Do you think that is right? Is it right to cut unemployment insurance, welfare and post-secondary education while the finance committee and others still continue to leave these $3.3 billion in direct corporate subsidies? That was our third suggestion then to the Minister of Finance.
We also suggested that the Liberal government withdraw immediately from the Hibernia project, and we are no longer the only ones saying so. Almost everywhere, people are speaking out against the continuing waste which has already swallowed up $3 billion in direct and indirect spending, loan guarantees and so on from the federal government. This year we have been told about an additional $250 million for a project that will never make a profit, that relies on an increase in global oil prices, when all forecasts to this day call for an even greater reduction in the price of a barrel of oil than we are now experiencing.
Why do they insist on the federal government, Quebec, Ontario and other Canadian provinces getting involved in a project that will never be profitable? And if it is profitable, why is the private sector not doing all the investing? Why must the federal government continue to invest hundreds of millions of dollars every year if the project is supposedly profitable? The 1960s and 1970s are over. Let us look at the state of government finances. Even my Liberal colleague, the chairman of the finance committee, mentioned earlier that government finances are in a state of crisis.
Despite the serious problems, they continue to spend money on this project, perhaps for political considerations, thus contradicting the Prime Minister's position during the vote on the Hibernia project. It is impossible to understand. If this is not political expediency, I wonder what it is. That was our fourth suggestion to the Minister of Finance, which has not been acted on to this day.
We also suggested to the finance minister that $1.6 billion be cut from the National Defence budget in response to last year's request by the official opposition that this budget be slashed by 25 per cent. Again, this suggestion was not followed up.

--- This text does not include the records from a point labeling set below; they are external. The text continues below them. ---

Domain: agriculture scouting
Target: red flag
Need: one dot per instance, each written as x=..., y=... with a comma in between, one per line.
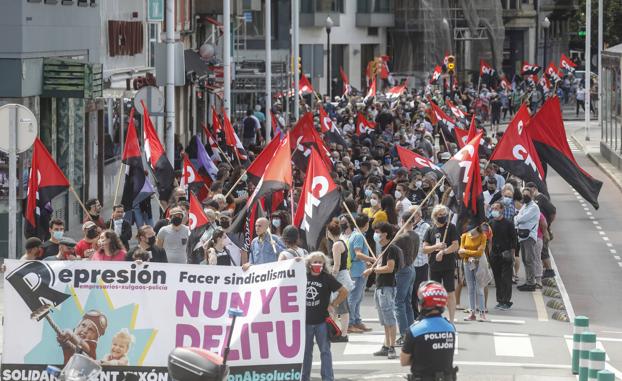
x=409, y=160
x=346, y=83
x=215, y=122
x=232, y=140
x=156, y=157
x=463, y=173
x=304, y=86
x=45, y=182
x=363, y=126
x=516, y=153
x=196, y=216
x=438, y=70
x=318, y=202
x=566, y=63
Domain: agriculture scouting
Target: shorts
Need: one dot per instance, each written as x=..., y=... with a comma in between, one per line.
x=384, y=297
x=445, y=277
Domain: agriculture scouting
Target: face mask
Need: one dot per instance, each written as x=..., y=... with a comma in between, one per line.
x=344, y=227
x=317, y=267
x=377, y=237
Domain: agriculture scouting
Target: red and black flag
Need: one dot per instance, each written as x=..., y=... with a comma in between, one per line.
x=516, y=153
x=486, y=72
x=553, y=73
x=463, y=173
x=156, y=157
x=436, y=74
x=410, y=160
x=46, y=181
x=319, y=201
x=567, y=64
x=137, y=187
x=259, y=165
x=232, y=140
x=549, y=137
x=529, y=69
x=364, y=126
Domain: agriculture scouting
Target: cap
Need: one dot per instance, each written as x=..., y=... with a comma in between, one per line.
x=33, y=242
x=99, y=319
x=66, y=241
x=88, y=225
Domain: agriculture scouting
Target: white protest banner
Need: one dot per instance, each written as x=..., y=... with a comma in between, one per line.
x=130, y=317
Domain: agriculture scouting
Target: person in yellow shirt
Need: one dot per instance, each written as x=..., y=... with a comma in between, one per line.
x=472, y=246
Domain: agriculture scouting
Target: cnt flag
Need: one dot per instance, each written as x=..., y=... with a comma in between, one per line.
x=156, y=157
x=319, y=201
x=567, y=64
x=137, y=187
x=516, y=153
x=45, y=182
x=549, y=137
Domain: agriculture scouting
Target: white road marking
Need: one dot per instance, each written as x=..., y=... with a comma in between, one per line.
x=540, y=307
x=512, y=344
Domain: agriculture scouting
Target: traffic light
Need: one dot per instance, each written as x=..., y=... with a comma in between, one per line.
x=451, y=65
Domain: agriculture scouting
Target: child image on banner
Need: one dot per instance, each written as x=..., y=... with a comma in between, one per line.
x=85, y=336
x=121, y=343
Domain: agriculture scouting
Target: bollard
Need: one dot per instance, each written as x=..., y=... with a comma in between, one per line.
x=596, y=363
x=588, y=342
x=605, y=375
x=581, y=323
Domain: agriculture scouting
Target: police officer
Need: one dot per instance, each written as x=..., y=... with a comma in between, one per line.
x=429, y=343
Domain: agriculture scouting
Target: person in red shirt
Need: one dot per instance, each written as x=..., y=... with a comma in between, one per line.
x=87, y=246
x=110, y=247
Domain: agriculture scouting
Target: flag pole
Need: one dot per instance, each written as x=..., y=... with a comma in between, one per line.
x=236, y=183
x=80, y=202
x=357, y=228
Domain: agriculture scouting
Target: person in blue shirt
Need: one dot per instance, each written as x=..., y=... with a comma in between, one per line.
x=360, y=259
x=265, y=248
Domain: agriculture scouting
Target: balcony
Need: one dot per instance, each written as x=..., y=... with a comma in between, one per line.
x=313, y=13
x=375, y=13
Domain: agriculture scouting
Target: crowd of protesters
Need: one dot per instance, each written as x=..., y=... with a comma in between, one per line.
x=399, y=230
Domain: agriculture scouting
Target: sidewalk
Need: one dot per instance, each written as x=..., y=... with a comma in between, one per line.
x=575, y=131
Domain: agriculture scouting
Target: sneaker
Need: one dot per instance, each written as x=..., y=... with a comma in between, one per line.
x=392, y=355
x=354, y=329
x=362, y=327
x=527, y=287
x=340, y=339
x=384, y=351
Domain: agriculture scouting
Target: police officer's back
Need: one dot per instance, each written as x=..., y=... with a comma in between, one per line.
x=429, y=343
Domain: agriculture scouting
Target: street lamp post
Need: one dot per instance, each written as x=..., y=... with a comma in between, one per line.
x=545, y=25
x=329, y=25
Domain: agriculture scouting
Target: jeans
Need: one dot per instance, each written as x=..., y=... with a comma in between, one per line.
x=502, y=271
x=355, y=298
x=404, y=280
x=421, y=275
x=476, y=293
x=320, y=332
x=528, y=251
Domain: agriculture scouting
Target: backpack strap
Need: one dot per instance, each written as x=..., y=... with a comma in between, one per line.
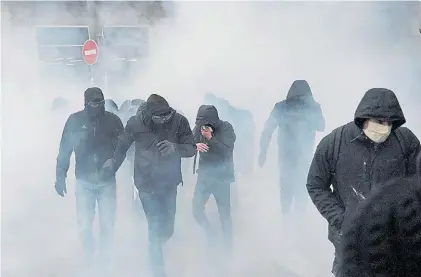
x=404, y=146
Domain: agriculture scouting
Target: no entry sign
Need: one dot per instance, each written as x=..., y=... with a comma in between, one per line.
x=90, y=52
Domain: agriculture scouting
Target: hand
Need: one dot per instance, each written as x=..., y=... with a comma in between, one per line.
x=107, y=170
x=202, y=147
x=60, y=186
x=262, y=159
x=166, y=147
x=207, y=132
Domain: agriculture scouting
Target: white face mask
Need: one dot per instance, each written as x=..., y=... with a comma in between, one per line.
x=377, y=132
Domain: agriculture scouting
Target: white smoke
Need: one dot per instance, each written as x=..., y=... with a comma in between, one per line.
x=247, y=52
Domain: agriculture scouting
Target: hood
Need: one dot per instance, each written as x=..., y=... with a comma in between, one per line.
x=207, y=115
x=210, y=98
x=94, y=102
x=379, y=103
x=157, y=105
x=299, y=90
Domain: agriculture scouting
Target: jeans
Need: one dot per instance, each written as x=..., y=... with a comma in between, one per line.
x=87, y=195
x=160, y=209
x=221, y=190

We also asked the finance minister to reduce the government's operating expenditures by tackling mismanagement and widespread waste. There are many examples of waste and inefficiency, starting with the Auditor General's last report. I will give you just one because I do not want to take up too much time, even if I have unlimited time for this debate. The Department of National Defence is one example that has been popular with all of us for a while, especially since last week, when the Auditor General pointed out cases of gross mismanagement and inefficiency. They always boast that things have been put into order at the Department of National Defence in the recent past, but after reading the Auditor General's last report, we see that this department is a total mess, that it has become a symbol of public affairs mismanagement.
I will quote just a few passages to illustrate what I told you. The Auditor General's report outlines several cases of waste. It says among other things that real property mismanagement at DND costs $100 million a year. Real property mismanagement alone costs $100 million; they throw away all that money while maintaining that the only way to reduce waste and increase
efficiency in public finance management is to cut social programs.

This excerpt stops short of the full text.